LG: How do you change those dishes’ appeal for an Asian market?

LIU: Very simply, we adapt our flavors to your recipes, for example, you usually marinate with salt, vinegar, olive oil and parsley, we would adapt with soy sauce, fish sauce, coriander and palm sugar. We would use some of your ingredients and place somewhere we believe would work fantastically, like for example the foie gras. We would use foie gras in a dessert recipe: we would blow torch the foie gras, get that smoky flavor and add to the lime sorbet dish, it’s really an amazing combination. Or simply use with a stir fry rice dish. Another example is the chicken dish: in European countries, you would rub with salt and herbs then roast in the oven with thyme and garlic. We would rub the skin for very long time with plenty of spices to really get it soft. Then we would hang as we do for the Peking duck and then we would roast till the skin get really crunchy, and we would serve with potato cooked in duck fat and parsley.

LG: After those experiences where did you go?
LIU: After Macau, I moved to Spice Market by Jean George at the W Hotel in Doha. Usually, the whole menu in Jean George is fully set up and cannot be changed, however, he gave me the opportunity to express what I have learned in my past and create a selection of dishes for him. I loved to work for Jean George, as he is another crazy chef, he makes simple things into outstanding creations. Dishes like the tuna tataky with lime syrup, ginger juice and soy sauce or the avocado with tuna ginger, lime syrup, smoked chili oil and topped with radish. After two years with Jean George, I was approached to move to Dubai for Zengo.

LG: Why did you accept the job in Zengo?
LIU: Chef Sandoval hired me directly, as he loved my rustic, woody Japanese cuisine with western influences, basically Asian cuisine with crazy ideas.

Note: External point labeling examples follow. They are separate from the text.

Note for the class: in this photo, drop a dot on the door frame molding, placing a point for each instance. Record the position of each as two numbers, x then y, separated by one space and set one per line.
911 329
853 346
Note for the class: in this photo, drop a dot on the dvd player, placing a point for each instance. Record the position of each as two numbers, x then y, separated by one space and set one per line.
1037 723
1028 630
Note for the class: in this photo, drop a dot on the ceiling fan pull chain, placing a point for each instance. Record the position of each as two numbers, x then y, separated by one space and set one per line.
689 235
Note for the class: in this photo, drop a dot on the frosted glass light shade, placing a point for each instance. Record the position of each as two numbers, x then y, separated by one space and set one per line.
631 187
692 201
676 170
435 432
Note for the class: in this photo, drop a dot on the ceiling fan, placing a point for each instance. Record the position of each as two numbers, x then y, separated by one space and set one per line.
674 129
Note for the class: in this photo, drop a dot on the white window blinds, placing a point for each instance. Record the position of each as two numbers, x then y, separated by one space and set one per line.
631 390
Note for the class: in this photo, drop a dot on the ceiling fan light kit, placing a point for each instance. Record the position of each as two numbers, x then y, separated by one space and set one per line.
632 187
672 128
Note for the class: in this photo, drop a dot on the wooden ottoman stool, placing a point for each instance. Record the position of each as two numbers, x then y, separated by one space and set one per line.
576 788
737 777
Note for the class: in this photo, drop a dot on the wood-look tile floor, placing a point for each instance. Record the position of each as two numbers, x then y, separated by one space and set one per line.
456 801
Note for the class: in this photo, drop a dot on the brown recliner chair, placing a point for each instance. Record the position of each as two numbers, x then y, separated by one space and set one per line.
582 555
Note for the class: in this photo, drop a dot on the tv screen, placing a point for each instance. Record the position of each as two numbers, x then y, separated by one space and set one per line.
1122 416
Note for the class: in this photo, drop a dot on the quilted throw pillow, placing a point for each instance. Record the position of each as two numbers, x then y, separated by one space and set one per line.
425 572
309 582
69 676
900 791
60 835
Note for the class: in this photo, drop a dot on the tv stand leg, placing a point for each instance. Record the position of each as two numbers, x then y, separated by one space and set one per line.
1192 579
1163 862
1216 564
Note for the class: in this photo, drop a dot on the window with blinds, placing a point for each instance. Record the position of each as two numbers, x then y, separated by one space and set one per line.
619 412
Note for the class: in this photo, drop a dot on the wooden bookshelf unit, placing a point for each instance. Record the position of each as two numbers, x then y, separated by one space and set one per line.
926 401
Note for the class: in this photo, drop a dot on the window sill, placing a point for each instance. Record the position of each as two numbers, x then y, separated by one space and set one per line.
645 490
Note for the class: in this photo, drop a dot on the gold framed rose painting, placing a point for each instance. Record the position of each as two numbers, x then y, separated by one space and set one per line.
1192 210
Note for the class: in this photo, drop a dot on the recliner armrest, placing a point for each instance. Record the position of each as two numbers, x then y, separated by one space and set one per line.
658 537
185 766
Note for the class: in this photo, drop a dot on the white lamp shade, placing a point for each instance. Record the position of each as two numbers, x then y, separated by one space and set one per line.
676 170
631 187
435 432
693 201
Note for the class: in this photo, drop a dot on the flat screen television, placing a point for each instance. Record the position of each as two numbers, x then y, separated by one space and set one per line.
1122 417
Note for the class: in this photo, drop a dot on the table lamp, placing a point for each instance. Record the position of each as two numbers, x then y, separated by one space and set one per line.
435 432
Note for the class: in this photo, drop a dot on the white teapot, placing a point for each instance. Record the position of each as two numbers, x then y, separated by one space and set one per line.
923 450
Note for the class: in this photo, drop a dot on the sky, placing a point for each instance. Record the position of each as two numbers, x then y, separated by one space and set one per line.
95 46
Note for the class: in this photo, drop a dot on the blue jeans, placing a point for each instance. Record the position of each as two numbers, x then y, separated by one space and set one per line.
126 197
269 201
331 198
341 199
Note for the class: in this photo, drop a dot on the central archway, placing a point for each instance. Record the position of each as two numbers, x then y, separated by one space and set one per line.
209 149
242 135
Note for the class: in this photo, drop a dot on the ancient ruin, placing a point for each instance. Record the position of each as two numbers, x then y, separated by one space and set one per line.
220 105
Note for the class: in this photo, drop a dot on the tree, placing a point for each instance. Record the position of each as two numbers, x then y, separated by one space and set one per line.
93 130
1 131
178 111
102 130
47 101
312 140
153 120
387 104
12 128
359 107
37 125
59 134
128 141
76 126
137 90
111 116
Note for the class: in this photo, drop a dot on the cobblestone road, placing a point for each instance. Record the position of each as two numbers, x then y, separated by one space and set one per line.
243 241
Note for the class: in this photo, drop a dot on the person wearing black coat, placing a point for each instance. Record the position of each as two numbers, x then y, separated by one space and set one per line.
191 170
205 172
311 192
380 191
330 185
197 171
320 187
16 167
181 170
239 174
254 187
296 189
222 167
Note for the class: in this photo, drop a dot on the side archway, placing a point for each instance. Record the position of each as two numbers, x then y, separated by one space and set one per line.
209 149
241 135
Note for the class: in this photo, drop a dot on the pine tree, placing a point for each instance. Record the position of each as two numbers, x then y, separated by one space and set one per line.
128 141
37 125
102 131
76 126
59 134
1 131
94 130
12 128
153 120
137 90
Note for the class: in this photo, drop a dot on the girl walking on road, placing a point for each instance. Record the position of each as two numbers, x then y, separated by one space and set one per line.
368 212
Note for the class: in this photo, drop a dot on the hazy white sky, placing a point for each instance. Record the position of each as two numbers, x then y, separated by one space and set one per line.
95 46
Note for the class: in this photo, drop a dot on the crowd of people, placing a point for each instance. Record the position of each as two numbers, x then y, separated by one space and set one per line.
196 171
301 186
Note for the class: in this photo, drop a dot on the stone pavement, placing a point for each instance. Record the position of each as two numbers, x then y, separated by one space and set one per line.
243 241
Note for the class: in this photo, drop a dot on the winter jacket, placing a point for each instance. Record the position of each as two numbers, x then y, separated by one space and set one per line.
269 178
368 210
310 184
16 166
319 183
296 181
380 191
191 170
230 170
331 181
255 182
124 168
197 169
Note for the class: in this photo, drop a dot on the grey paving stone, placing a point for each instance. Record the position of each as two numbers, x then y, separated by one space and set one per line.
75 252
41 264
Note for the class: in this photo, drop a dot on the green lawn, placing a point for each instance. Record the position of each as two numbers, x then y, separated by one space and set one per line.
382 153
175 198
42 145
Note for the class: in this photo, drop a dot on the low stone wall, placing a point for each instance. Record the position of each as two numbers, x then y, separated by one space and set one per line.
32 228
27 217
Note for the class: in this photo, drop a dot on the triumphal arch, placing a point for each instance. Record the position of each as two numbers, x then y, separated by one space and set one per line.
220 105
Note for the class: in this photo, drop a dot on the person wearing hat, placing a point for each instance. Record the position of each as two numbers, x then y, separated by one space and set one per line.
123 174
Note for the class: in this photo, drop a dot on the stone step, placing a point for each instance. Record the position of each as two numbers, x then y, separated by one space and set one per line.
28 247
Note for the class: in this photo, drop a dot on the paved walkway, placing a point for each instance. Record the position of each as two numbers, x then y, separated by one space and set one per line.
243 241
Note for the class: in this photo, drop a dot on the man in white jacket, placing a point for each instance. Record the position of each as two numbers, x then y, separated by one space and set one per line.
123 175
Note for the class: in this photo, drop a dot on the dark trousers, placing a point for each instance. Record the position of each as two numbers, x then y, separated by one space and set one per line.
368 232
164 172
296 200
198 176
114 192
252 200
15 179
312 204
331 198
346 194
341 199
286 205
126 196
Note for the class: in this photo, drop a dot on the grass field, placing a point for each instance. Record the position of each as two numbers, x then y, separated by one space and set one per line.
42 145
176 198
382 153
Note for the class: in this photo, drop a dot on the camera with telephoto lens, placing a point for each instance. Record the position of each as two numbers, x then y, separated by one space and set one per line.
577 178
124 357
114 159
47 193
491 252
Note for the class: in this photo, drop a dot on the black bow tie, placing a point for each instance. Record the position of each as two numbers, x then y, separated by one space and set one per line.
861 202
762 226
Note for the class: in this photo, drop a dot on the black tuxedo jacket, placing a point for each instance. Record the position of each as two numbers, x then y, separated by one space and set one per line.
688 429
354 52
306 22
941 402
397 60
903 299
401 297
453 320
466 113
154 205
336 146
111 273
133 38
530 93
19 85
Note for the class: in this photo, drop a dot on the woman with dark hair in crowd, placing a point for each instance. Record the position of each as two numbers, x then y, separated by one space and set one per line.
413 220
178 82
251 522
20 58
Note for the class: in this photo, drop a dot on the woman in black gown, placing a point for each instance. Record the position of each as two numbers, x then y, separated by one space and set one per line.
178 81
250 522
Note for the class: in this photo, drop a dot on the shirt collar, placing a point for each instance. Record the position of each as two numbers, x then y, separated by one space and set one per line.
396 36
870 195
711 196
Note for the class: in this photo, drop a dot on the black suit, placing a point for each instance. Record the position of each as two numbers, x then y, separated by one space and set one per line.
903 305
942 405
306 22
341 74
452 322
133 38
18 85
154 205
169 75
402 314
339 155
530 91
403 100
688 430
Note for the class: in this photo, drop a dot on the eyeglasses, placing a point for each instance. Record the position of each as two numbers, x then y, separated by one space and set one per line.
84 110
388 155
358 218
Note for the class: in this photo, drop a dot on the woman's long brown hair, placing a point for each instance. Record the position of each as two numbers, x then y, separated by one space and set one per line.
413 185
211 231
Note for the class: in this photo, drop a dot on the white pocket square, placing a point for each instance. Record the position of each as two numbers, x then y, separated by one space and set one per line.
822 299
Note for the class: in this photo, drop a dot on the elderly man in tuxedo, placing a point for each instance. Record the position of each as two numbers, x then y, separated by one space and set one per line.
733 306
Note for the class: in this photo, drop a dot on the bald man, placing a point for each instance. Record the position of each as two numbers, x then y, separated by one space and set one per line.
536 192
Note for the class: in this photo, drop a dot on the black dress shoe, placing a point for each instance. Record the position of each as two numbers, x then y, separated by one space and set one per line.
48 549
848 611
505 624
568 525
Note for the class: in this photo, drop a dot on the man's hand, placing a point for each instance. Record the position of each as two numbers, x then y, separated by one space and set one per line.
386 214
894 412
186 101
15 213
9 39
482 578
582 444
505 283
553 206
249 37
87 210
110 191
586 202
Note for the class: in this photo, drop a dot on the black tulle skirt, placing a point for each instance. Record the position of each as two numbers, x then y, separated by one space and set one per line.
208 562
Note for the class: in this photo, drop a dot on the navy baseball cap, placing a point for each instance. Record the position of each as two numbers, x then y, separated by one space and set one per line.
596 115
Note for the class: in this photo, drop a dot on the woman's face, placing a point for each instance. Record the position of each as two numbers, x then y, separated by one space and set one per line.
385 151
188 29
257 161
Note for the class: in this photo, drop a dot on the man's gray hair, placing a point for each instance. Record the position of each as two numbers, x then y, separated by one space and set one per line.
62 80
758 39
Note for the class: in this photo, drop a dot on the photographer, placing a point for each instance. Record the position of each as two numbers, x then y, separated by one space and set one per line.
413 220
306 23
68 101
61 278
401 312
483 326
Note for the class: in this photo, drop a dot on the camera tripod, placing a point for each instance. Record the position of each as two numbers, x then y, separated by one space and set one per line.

LG: What are the changes you are bringing to Zengo?
LIU: We are taking a more casual approach, great portions at a very reasonable price. My cuisine reflects very much my personality, I like good portions when I go out for dinner and I love flavors. My new dishes that I’m adding to the new menu have long lasting flavors in common with each other, I take a simple recipe and I make sure that it is different from any other similar dishes. That’s because I change those recipes, I change the cooking method, and the dish looks the same, but the flavors and the taste are more intense with crazy executions. Definitely, I add more diversity in my dishes compared to the typical recipes. Our dishes are designed to be eaten every day, it’s fusion, fun and really different.

LG: How do those crazy ideas inspire you?
LIU: Wherever I am, I write down the recipe that comes to my mind in many situations and then I execute them. I get inspired by friends, or by books that I read, or cooking programmes that I watch, and I think how I can get better every day, so it’s a nonstop thing going on in my mind, really crazy.

LG: What kind of ingredients do you like to work with?
LIU: I love to work with secondary products, for example in the case of meat, I love to cook parts like tripe, tongue, bone marrow, lamb fat, shoulder. This is more rewarding to make them outstanding, than to cook amazing types of meat like wagyu or prestigious cuts like the filet. Unfortunately both here and in Doha, I didn’t see many of these products in the market and I’m looking forward to sourcing them soon. Regarding vegetables, I love to use real farm produce, there are only a few great in UAE as well, and I don’t tend to be keen on organic, as it doesn’t guarantee quality.